Foi Pastora Imperio, umas das dançarinas mais emblemáticas do flamenco no século passado, quem desafiou Falla para compor a música de um bailado para o qual se propunha cantar e dançar, no papel de Candelas. O enredo baseava-se numa lenda tradicional cigana que o libretista Martinez Sierra ouviu da voz da mãe da artista. Conta o regresso de um espírito ao mundo dos vivos para impedir que nenhum outro homem lhe ocupasse o lugar junto da bela Candelas, sua mulher. O pretendente, Carmelo, via-se aterrorizado pelas aparições do espírito daquele cigano, o qual em tempo de vida teria uma conduta pouco virtuosa. Carmelo engendra um plano. Convence uma amiga de Candelas, a jovem Lucia, a fingir-se apaixonada para seduzir a sinistra figura, de maneira a ganhar o tempo que lhe permitia declarar os seus sentimentos e conseguir de Candelas o «beijo do amor perfeito». O espírito é desta maneira enganado e exorcizado; vencido através do Amor.

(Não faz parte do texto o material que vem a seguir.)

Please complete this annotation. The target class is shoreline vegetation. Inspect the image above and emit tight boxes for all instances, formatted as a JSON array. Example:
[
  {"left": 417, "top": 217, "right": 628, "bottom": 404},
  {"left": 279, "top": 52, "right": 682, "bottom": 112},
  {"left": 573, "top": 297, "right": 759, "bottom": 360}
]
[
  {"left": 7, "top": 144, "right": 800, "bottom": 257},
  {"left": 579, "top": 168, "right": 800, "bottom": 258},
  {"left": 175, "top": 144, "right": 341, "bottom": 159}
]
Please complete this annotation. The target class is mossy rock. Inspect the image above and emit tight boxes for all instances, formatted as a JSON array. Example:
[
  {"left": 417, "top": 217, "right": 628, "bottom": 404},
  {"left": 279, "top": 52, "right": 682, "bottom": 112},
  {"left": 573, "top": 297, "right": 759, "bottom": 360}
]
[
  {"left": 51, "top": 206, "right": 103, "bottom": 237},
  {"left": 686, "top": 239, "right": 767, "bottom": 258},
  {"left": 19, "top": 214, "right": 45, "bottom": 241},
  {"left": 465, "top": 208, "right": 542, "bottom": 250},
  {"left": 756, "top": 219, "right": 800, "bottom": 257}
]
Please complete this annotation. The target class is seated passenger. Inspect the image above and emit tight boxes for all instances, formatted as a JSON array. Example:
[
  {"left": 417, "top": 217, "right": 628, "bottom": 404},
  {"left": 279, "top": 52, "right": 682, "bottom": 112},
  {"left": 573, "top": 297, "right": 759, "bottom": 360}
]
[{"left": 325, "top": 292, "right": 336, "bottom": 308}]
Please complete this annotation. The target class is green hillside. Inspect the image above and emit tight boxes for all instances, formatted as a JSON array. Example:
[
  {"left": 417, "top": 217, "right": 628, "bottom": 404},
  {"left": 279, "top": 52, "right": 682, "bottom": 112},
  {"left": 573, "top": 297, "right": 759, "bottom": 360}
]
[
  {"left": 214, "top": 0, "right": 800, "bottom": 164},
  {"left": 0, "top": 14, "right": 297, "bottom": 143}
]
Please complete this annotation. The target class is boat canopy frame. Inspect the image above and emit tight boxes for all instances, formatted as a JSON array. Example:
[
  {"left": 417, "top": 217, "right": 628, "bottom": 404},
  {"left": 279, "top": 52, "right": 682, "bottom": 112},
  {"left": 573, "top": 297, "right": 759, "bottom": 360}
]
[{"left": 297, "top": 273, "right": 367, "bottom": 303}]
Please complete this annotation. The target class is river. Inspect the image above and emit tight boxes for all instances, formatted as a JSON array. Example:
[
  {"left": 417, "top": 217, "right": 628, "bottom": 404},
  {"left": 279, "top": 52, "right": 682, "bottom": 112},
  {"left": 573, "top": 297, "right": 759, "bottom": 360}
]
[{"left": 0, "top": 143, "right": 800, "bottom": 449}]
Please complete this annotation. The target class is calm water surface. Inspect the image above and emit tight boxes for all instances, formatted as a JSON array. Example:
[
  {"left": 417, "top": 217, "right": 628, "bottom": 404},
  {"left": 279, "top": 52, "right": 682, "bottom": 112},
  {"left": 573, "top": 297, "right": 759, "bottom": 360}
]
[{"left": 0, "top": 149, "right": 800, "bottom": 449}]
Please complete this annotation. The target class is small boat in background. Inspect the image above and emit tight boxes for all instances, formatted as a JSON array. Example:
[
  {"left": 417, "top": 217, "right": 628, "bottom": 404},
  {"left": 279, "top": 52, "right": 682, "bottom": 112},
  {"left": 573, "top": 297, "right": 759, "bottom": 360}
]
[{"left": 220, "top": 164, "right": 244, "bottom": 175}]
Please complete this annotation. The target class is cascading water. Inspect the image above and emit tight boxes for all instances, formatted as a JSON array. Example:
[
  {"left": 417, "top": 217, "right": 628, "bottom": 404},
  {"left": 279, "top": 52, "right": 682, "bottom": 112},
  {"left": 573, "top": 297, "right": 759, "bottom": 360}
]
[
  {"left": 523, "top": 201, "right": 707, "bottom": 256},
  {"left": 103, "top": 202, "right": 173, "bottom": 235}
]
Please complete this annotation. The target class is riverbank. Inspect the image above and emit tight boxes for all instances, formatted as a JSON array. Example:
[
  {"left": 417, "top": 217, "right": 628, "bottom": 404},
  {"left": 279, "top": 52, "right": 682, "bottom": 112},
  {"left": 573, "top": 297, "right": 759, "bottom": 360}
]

A partitura original foi composta para uma pequena formação de câmara, com apenas dez instrumentos: flauta, oboé, trompa, trompete, piano e quinteto de cordas. Mais tarde, seria adaptada pelo próprio compositor para orquestra. Acabaria, assim, por se emancipar do espetáculo dançado, por intermédio da suíte instrumental que se tornou repertório nas salas de concerto. Ainda que se possa privar da voz cantada e de todo o aparato cénico, esta permite, por si só, vislumbrar o imaginário narrativo. Começa por retratar a cólera de um espírito ciumento, uma gruta iluminada pela fogueira e o prenúncio da má sorte de Candelas. A aparição do fantasma «desenha-se» depois nos glissandos das cordas. Atravessa ainda ambientes tão contrastantes como os desvarios frenéticos na «Dança do Terror» e um círculo sereno que rodeia a protagonista. As doze badaladas da meia-noite anunciam um ritual purificador, ao passo que os arabescos da flauta e do oboé abrem caminho ao fogo-fátuo. Tudo termina num clima de ternura e triunfo.